In fact, Forrester Research’s Bobby Cameron said the last time he and his colleagues looked into how many CIOs had a tech background, it was 50%. That was years ago; today, the percentage has probably gone down.
“We quit asking the question because no one paid us to ask. It’s just — no one cared,” Cameron said. Today, the job of CIO is not primarily a technology job, he stressed. Certainly, though, CIOs “need to understand the power of technology.”
Cloud computing has shown them that power, taking the nitty-gritty IT of operations out of the data center and giving it to the cloud providers — what Cameron calls a disassociation from the “low-level stuff.” That has freed up CIOs and IT to help the business create value for customers — and quickened the long-discussed transition of the CIO from tech arbiter to business partner.
Cloud has done something else to influence the shifting job of CIO, said Shashank Dixit: It has opened the gates on “the data deluge.”

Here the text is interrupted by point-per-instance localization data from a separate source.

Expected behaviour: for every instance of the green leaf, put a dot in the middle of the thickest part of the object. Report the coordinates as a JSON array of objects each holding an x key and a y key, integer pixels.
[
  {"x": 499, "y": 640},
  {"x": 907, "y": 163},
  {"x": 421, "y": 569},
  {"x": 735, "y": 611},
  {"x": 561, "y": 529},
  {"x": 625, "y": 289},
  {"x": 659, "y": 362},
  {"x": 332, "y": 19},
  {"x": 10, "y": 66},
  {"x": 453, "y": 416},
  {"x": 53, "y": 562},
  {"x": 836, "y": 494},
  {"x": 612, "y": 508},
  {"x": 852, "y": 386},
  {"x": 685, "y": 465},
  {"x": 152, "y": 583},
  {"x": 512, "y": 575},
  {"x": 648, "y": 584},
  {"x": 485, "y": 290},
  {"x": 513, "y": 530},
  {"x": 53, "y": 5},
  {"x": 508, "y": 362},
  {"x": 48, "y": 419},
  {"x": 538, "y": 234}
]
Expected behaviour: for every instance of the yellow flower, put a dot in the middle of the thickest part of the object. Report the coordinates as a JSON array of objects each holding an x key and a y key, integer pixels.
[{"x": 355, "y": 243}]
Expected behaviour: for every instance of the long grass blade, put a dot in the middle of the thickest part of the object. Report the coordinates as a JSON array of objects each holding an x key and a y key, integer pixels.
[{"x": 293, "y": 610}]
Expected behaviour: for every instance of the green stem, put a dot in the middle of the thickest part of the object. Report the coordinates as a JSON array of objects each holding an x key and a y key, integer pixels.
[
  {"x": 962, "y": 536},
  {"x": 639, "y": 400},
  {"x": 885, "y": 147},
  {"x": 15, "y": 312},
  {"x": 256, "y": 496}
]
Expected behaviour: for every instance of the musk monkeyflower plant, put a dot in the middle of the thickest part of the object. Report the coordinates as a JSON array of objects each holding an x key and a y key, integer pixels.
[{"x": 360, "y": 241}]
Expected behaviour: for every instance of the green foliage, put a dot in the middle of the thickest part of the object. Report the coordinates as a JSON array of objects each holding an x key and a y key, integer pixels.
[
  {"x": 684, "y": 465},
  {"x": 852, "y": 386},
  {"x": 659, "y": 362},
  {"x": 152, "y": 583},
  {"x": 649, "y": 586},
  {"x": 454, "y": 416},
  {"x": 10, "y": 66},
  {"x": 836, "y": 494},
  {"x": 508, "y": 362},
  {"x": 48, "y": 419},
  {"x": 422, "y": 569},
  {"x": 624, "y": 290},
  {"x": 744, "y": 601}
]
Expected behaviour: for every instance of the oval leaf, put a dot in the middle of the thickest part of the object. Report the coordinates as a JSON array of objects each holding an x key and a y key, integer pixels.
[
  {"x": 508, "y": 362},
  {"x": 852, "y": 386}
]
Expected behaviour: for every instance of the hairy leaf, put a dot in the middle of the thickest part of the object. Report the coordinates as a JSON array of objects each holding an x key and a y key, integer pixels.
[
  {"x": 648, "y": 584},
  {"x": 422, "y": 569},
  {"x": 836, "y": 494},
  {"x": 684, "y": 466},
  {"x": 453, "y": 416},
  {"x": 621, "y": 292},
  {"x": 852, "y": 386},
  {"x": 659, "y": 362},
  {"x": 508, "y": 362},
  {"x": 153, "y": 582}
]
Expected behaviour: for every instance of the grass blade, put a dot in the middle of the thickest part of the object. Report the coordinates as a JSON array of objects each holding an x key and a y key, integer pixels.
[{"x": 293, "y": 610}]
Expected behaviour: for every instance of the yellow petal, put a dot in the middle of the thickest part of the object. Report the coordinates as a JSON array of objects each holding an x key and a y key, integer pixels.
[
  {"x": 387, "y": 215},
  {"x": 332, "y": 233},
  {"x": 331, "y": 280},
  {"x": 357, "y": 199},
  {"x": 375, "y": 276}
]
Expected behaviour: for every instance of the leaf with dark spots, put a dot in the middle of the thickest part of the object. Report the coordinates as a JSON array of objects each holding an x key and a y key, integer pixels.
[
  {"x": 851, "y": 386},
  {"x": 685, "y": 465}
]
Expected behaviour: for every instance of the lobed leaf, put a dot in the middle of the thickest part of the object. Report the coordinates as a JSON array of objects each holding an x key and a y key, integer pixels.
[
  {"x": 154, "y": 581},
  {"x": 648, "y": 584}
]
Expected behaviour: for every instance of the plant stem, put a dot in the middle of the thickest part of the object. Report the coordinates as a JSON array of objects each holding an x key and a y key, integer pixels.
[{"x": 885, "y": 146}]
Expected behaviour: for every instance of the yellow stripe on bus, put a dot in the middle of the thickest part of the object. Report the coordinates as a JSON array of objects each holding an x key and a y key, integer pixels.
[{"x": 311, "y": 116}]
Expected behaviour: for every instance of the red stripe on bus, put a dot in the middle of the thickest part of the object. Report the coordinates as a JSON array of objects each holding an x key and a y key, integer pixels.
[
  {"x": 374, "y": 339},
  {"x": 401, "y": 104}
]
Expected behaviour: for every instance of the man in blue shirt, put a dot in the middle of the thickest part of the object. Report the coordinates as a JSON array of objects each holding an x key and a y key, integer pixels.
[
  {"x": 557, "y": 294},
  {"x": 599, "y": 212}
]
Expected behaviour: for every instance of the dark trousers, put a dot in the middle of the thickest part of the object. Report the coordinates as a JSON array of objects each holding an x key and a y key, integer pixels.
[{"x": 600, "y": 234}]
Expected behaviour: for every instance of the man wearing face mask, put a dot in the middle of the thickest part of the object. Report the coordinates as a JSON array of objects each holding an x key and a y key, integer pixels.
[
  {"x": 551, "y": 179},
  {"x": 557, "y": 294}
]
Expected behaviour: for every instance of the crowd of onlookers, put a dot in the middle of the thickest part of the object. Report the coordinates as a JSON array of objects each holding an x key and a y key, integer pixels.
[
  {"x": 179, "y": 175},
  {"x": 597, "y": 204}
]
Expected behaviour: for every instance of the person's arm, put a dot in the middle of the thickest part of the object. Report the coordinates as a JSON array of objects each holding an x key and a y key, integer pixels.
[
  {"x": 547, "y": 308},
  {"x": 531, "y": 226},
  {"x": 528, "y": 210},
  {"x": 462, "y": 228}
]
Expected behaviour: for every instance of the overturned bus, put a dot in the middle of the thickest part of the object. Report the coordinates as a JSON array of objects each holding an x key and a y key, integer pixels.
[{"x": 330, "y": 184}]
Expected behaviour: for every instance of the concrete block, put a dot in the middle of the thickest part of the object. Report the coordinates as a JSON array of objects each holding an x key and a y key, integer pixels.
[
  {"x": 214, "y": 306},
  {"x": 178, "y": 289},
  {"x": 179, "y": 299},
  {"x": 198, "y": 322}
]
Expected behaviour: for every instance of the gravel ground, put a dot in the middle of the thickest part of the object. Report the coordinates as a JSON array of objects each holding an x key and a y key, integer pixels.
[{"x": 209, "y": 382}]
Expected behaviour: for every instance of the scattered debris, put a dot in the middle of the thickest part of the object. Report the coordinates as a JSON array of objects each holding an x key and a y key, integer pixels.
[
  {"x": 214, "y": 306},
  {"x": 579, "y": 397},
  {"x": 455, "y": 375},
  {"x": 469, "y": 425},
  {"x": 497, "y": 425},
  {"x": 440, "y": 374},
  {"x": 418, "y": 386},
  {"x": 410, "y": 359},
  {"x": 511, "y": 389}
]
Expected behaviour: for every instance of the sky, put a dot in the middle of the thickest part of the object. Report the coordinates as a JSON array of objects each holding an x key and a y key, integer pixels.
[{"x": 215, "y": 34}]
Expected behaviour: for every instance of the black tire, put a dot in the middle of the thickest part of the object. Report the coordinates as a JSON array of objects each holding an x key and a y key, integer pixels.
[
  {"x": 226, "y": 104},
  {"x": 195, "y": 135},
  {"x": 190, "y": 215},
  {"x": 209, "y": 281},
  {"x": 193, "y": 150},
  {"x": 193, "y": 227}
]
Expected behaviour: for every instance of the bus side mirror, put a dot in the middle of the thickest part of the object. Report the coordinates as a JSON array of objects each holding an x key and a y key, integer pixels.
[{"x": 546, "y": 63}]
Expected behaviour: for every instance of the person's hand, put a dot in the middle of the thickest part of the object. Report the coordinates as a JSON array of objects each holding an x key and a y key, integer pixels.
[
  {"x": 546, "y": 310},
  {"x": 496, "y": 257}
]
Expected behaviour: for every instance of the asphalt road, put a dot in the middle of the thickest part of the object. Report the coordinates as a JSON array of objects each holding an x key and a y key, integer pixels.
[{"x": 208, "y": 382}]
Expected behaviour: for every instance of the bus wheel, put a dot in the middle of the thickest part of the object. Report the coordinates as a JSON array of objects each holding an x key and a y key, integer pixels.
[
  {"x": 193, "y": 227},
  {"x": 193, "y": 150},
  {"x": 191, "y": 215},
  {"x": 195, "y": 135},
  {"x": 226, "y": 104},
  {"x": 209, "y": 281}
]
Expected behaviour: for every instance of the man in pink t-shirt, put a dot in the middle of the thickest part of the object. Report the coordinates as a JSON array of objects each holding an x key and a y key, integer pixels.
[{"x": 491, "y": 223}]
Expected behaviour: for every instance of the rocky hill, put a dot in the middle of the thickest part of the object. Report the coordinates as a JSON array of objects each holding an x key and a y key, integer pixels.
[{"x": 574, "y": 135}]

Dixit is the CEO of Deskera, a business management software provider headquartered in Singapore. For years, Dixit said, CIOs have focused on information, which he characterized as “highly distilled data” residing in their companies’ business and IT systems. Now, with waves of data flowing in from multifarious sources, CIOs need to refocus their energy.
“I’ve seen CIOs move from silos and walled gardens to the complete openness of today, where you can use a phone and you’re plugged in using various devices, and then you have applications you can use from any device,” Dixit said.
And customers are using those devices to contact the companies they do business with — often through social media platforms such as Facebook or WhatsApp. That constant stream of data, easily created in and moved through the cloud, has made CIOs “data officers more than information officers,” Dixit said. (The debate over whether they are, especially in the presence of an exec with the title chief data officer, has been on for years.)
They now must chaperone that data, building a comprehensive policy to secure, manage, process and analyze it, Dixit said. If they don’t, and they infuse their business processes with popular new technologies such as AI, which depend on reams of data to work well, “it’s like lighting a powder keg,” he said. “You’re going to have a lot of data coming your way, and you’d better have a plan to deal with that.”
Getting technology in place is still “very high up” the task lists of CIOs, Dixit said, but the cloud has made procuring new applications or business processes so easy for business users, the job of CIO is no longer about serving as tech gatekeeper.
“They’re no longer in control. The user within the enterprise can decide to use an application that they would want to use,” Dixit said. “So the CIOs have to now move away from taking orders on what to buy and where to buy it from to taking care of the data.”